Record and Artist Details

Genre:

Instrumental

Label: Warner Classics

Media Format: Download

Media Runtime: 48

Mastering:

DDD

Catalogue Number: 2173 25002-7

2173 25002-7. The Leeds International Piano Competition 2024 Winner: Jaeden Izik-Dzurko

Tracks:

Composition Artist Credit
(4) Scherzos, Movement: No. 1 in B minor, Op. 20 (1831-32) Fryderyk Chopin, Composer
Jaeden Izik-Dzurko, Piano
Miroirs Maurice Ravel, Composer
Jaeden Izik-Dzurko, Piano
Etudes, Book 1, Movement: Arc-en-ciel György Ligeti, Composer
Jaeden Izik-Dzurko, Piano
Etudes, Book 1, Movement: Automne à Varsovie György Ligeti, Composer
Jaeden Izik-Dzurko, Piano

The 25-year-old Canadian pianist Jaeden Izik-Dzurko won the 2024 Leeds Competition, and as a memento of his victory, Warner has issued performances selected from the second and third rounds. On the whole, the interpretations are brightly lit and bold in spirit. True, Izik-Dzurko is capable of exquisitely languorous playing (listen to the gentle waves at the beginning of Ravel’s ‘Une barque sur l’océan’) and his timbral palette is wide. But he seems most comfortable when sharpening the edges of the music, giving focus to gestures that can readily smear in lesser hands.

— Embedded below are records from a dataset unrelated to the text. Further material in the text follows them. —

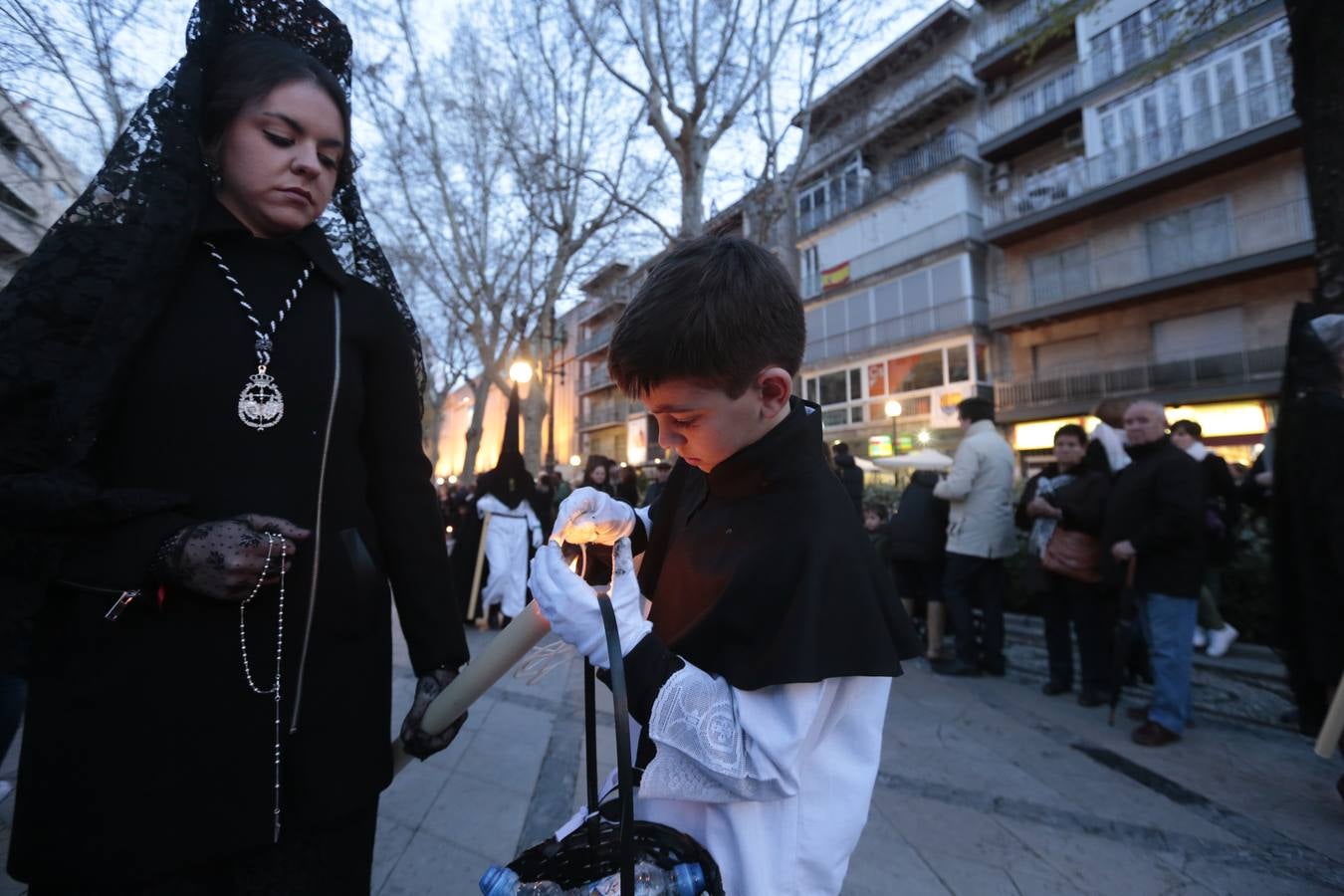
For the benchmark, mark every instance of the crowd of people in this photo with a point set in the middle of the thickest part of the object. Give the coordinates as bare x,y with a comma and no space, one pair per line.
1136,512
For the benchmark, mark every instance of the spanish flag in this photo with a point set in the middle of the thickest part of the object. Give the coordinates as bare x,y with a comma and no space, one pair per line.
837,276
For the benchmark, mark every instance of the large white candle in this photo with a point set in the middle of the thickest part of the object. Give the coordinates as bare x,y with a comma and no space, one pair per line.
479,675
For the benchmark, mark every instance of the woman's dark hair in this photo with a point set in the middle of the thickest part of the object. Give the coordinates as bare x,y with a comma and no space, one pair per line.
717,311
1072,431
250,66
1189,427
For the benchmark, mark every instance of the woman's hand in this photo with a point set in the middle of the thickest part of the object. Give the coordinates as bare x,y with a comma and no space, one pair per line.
223,559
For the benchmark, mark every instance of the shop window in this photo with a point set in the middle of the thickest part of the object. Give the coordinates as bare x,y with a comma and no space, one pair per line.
916,371
832,387
959,364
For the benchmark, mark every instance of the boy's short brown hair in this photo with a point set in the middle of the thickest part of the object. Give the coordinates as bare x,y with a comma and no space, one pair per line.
715,310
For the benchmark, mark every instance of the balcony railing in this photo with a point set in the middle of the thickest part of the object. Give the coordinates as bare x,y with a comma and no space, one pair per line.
945,233
911,165
599,377
882,112
613,412
1144,150
1032,103
1043,96
1141,377
1153,251
897,330
597,340
994,30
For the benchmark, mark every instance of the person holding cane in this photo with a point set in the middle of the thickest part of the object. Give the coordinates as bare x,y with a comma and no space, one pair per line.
212,474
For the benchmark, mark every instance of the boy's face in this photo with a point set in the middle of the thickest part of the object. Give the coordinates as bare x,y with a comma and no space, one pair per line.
706,427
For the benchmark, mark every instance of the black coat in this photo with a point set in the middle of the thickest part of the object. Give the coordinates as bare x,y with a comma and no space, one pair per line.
920,526
144,751
761,572
851,477
1158,504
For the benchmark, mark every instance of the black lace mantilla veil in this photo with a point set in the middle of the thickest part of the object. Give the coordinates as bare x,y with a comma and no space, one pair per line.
76,314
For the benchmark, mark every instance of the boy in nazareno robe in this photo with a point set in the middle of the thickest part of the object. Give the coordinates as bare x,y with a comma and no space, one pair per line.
763,672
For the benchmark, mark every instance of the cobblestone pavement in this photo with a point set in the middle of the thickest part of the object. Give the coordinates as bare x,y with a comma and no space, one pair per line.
986,787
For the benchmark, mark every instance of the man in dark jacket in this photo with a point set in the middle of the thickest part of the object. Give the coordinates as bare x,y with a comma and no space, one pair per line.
1155,522
917,542
851,477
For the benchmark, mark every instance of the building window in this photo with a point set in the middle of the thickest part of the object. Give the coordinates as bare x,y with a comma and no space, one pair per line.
1132,39
1190,238
833,387
1101,58
959,364
1059,276
916,371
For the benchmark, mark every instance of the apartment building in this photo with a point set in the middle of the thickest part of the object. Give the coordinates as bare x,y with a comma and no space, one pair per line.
890,242
1145,207
37,184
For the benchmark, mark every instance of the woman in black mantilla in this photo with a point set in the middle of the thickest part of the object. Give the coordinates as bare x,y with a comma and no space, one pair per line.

Thus, in his tightly wound Chopin, he pays more attention to highlighting rhythmic conflicts and intensifying accents than to shading the melodies. And in the Ravel, he’s more intent on exposing the music’s clockwork mechanisms than on seducing us with its post-Lisztian sensuality. His fastidious ‘Oiseaux tristes’ seems directed at etching every individual feather but does little to convey the birds’ melancholy; his ‘Alborado del gracioso’ is similarly precise but rarely matches the atmosphere or wit of recent recordings by Michael Brown (First Hand) and Zlata Chochieva (Naïve, 6/23), not to mention Lipatti’s classic account (Warner, 9/57). As for the Ligeti, here, too, Izik-Dzurko electrifies us with his capacity for detail; but Danny Driver’s readings (Hyperion, 4/21) have more colour and, especially in ‘Automne à Varsovie’, more nuance of mood.

I wish that Warner had included Izik Dzurko’s Scriabin Fifth from the competition’s first round, a performance that revealed a rhythmic flexibility and a daring interpretative persona we don’t hear here. Even with its limitations, though, this short recital introduces a pianist of enormous promise.